There are probably other, more clever ways to do both conversions, as well as little idioms that could make these shorter and perhaps more efficient. But one of the great quiet virtues of Python is that I didn't need to reach for any special idioms to bash these together. The only trick is the regular expression split and subsequent pairing in the first program. Everything else I just wrote out as the obvious thing to do.

Neither of these programs worked quite right the first time I wrote them, but in both cases they were simple enough that I could realize my oversight by staring at things for a while (and it didn't take very long). Neither needed a big infrastructure around them, and with both I could explore their behavior and the behavior of pieces of them interactively in the Python interpreter.

(Exploring things in the Python interpreter was where I discovered that the `.split()` was going to give me an odd number of elements no matter what, so I realized that I didn't need to `.strip()` the input line. I'm sure that people who work with RE `.split()` in Python know this off the top of their head, but I'm an infrequent user at this point.)
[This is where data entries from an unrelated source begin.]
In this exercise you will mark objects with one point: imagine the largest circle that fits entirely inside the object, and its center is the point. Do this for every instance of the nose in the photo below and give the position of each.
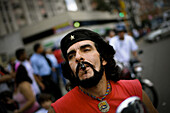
(79, 57)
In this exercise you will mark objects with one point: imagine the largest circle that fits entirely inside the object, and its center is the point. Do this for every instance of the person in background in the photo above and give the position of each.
(43, 68)
(54, 63)
(92, 71)
(7, 104)
(58, 54)
(24, 93)
(124, 45)
(22, 59)
(45, 101)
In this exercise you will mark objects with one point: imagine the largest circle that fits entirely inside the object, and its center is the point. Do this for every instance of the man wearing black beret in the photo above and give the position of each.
(94, 76)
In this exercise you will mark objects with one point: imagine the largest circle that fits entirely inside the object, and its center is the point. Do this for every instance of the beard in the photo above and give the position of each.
(92, 81)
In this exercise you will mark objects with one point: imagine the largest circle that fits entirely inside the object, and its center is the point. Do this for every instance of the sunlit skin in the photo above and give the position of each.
(83, 51)
(121, 35)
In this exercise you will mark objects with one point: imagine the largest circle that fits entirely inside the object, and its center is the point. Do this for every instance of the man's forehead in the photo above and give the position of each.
(77, 45)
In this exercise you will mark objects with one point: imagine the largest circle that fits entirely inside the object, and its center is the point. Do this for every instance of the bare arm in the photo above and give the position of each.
(148, 103)
(25, 89)
(5, 78)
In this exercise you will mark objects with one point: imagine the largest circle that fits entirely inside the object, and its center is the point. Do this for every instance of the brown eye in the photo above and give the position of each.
(70, 56)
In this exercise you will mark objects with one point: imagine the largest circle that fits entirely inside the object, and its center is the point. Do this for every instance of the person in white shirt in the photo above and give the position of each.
(21, 59)
(124, 45)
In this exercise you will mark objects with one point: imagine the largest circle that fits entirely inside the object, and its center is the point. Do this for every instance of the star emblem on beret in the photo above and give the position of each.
(72, 37)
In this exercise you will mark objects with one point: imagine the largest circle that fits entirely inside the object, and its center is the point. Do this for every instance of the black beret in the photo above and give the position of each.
(79, 35)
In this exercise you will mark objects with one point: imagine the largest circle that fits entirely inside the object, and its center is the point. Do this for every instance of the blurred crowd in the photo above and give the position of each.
(31, 84)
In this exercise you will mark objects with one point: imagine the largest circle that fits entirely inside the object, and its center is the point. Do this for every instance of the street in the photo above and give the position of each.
(156, 61)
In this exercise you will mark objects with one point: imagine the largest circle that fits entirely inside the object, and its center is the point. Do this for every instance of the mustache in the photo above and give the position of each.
(82, 65)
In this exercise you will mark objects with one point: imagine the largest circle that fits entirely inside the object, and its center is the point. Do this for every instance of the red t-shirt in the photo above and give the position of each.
(76, 101)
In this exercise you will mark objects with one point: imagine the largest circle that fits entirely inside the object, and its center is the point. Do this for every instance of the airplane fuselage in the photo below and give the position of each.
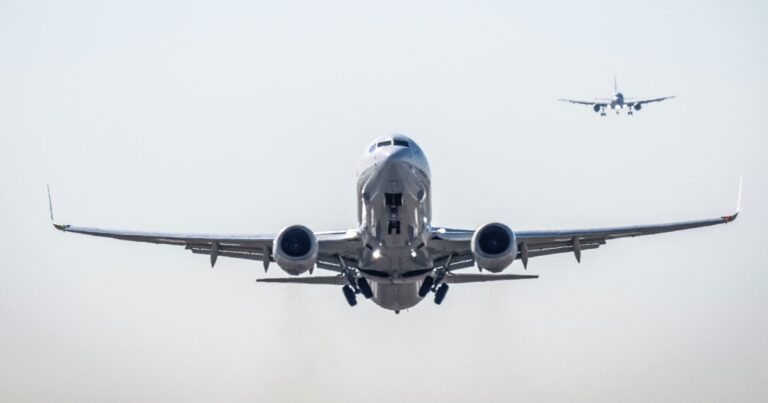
(394, 212)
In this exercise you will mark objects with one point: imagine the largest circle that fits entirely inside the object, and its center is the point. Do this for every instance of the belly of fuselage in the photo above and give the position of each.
(396, 296)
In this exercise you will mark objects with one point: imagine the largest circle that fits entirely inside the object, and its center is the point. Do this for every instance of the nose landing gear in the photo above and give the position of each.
(349, 294)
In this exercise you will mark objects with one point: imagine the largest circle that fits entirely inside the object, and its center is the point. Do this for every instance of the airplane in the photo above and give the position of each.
(617, 102)
(395, 256)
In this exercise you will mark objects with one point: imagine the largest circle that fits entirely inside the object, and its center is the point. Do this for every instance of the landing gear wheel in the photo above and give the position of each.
(365, 288)
(440, 294)
(426, 286)
(349, 294)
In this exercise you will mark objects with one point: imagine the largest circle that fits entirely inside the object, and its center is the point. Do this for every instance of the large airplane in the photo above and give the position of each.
(617, 102)
(395, 256)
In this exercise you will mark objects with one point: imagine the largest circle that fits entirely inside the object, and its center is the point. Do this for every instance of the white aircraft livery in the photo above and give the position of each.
(617, 103)
(395, 256)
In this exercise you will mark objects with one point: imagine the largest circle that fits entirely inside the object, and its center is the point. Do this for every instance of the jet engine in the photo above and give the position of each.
(295, 249)
(494, 247)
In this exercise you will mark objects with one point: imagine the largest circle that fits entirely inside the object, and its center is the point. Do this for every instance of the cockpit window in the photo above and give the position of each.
(401, 143)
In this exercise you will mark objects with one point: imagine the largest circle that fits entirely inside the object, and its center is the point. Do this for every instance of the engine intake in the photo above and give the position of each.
(295, 249)
(494, 247)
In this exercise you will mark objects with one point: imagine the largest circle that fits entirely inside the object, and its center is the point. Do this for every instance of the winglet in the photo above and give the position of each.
(732, 217)
(59, 227)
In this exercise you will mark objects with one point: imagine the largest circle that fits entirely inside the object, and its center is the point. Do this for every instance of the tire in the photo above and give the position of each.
(426, 285)
(440, 294)
(365, 288)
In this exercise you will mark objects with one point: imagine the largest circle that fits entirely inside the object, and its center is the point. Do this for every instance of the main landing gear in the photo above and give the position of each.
(430, 284)
(362, 287)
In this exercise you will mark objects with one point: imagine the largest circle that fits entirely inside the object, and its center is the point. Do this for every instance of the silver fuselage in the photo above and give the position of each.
(394, 211)
(617, 101)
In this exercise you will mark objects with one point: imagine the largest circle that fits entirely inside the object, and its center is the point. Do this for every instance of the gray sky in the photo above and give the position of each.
(244, 117)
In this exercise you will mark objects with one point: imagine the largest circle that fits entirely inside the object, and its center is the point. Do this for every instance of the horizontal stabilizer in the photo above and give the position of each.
(329, 280)
(479, 278)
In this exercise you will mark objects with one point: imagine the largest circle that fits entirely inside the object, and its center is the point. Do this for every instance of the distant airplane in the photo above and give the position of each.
(617, 103)
(395, 256)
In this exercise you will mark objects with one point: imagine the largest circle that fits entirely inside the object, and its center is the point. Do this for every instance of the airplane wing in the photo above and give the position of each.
(647, 101)
(453, 278)
(590, 103)
(456, 243)
(530, 244)
(252, 247)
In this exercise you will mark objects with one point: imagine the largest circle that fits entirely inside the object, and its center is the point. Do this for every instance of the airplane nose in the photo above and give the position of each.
(398, 154)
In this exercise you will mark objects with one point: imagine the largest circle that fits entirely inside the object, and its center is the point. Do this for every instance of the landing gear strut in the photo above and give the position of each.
(440, 294)
(349, 294)
(426, 286)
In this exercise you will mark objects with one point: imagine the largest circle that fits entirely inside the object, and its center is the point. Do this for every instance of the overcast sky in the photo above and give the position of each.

Neither of these programs have any error handling, but neither would really be improved in practice by having to include it. They would be more technically correct, but I should never feed these bad input and if I do, Python will give me an exception despite me skipping over the entire issue. That's another area where Python has an excellent tradeoff for quickly putting things together; I don't have to spend any time on error handling, but at the same time I can't blow my foot off (in the sense of quietly getting incorrect results) if an error does happen.

(I almost started writing the Exim format to seconds conversion program in Go, except when I looked it up `time.ParseDuration()` doesn't accept 'd' as a unit. I think writing it in Python was easier overall.)

### Sidebar: Code bumming and not thinking things through

I knew I would be processing a decent number of Exim delay strings in my program, so I was worried about it being too slow. This led me to write the core loop in the current not quite obvious form with integer indexing, when it would be more straightforward to iterate through the split list itself, pulling elements off the front until there wasn't enough left. There are alternate approaches with an explicit index.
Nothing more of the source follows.